Een boek van Achilles Cools lezen betekent dat je met twee benen in het wild wordt gezet. Zo staat hij zelf ook het liefst. De jodel van de wulp zweeft om je hoofd, de Beethoven-tune van de stakker van de akker (geelgors) dringt je oren binnen, je voelt de heide trillen, je komt ogen te kort om al zijn ervaringen te zien, je wordt in vijftig verhalen en vijftig schilderijen diep meegetrokken in zijn natuur(droom)wereld in reservaat De Liereman.

Cools staat bekend als de kauwenman, zijn onderzoek naar het gedrag van vogels en andere dieren is daarmee begonnen. Ook in Vleugels komen kauwen voor, beschreven en geschilderd. Met evenveel Vlaamse zwierigheid stelt hij andere bewoners van zijn Hof van Cools voor.

De bonte vliegenvangers waaraan hij nestkasten verhuurt, als huisbaas vermaakt hij zich kostelijk door soms lege nestkasten te verhangen. De bosuilen die hij met keihard geluid lokt om in zijn tuin te broeden, met als dank een mep van een uilenvleugel op zijn hoed.

Het zijn zeer vermakelijke verhalen met vaak onverwachte slotzinnen, als in een epigram, soms leuk, soms met stof tot nadenken, soms teder, soms schokkend zoals het verhaal over de visarendnesten.

Wereldverbeteraar Cools laat niet na om en passent iedereen te kapittelen die de natuur met voeten treedt, over het teloorgaan van de natuur, over de slachtoffers van automobilisten, over plezierjagers (“de soort die het evenwicht verstoort”).

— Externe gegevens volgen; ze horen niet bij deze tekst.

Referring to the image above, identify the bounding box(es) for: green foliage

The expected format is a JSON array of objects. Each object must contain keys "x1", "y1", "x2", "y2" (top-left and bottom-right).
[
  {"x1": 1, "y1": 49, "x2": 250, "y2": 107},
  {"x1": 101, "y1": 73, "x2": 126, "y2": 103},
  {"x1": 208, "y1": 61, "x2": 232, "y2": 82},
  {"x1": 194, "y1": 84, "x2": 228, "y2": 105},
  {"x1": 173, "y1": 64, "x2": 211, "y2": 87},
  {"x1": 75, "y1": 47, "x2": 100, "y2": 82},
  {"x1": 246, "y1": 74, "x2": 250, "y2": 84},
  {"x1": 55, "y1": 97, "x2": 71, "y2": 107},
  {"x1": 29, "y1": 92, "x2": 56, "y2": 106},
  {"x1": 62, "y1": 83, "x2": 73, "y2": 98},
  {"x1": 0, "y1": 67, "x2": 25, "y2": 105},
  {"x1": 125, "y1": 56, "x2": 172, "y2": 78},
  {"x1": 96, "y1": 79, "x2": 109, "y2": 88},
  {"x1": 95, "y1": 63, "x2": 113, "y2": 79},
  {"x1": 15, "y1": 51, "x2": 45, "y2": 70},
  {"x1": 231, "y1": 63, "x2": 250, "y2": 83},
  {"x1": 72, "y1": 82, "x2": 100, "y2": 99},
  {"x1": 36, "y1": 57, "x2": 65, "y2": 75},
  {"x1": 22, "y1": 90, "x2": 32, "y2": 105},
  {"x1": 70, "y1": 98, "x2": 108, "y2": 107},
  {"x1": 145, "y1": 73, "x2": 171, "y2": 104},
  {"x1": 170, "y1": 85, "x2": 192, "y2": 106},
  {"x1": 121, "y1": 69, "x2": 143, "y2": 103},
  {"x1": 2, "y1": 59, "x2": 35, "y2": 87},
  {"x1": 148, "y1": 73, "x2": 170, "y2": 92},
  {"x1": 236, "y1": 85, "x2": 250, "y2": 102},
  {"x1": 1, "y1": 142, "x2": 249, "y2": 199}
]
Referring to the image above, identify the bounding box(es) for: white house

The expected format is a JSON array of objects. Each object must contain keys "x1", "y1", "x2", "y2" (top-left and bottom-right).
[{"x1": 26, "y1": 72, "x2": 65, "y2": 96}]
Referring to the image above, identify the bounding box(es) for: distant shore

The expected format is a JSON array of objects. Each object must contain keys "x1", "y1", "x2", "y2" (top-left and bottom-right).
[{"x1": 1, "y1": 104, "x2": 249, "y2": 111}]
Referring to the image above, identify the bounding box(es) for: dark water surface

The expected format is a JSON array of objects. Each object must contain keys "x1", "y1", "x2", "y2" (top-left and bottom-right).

De schilderijen van de veelzijdige natuurkunstenaar Cools hebben een kenmerkende stijl. Via lijnenspellen worden relaties gelegd met de omgeving, met soortgenoten, met andere dieren, met mensen. Het zijn geen vrijblijvende kunstwerken maar ze dragen een diepere betekenis uit, vaak met de dood op de achtergrond. Want naast het fascinerende leven dat Cools in deze magnifieke verhalen- en platenbundel schildert, mijdt hij de onvermijdelijke dood niet. Zelfs de ultieme roofvogel, de slechtvalk, ziet hij als ‘”de vliegende dood zelf”.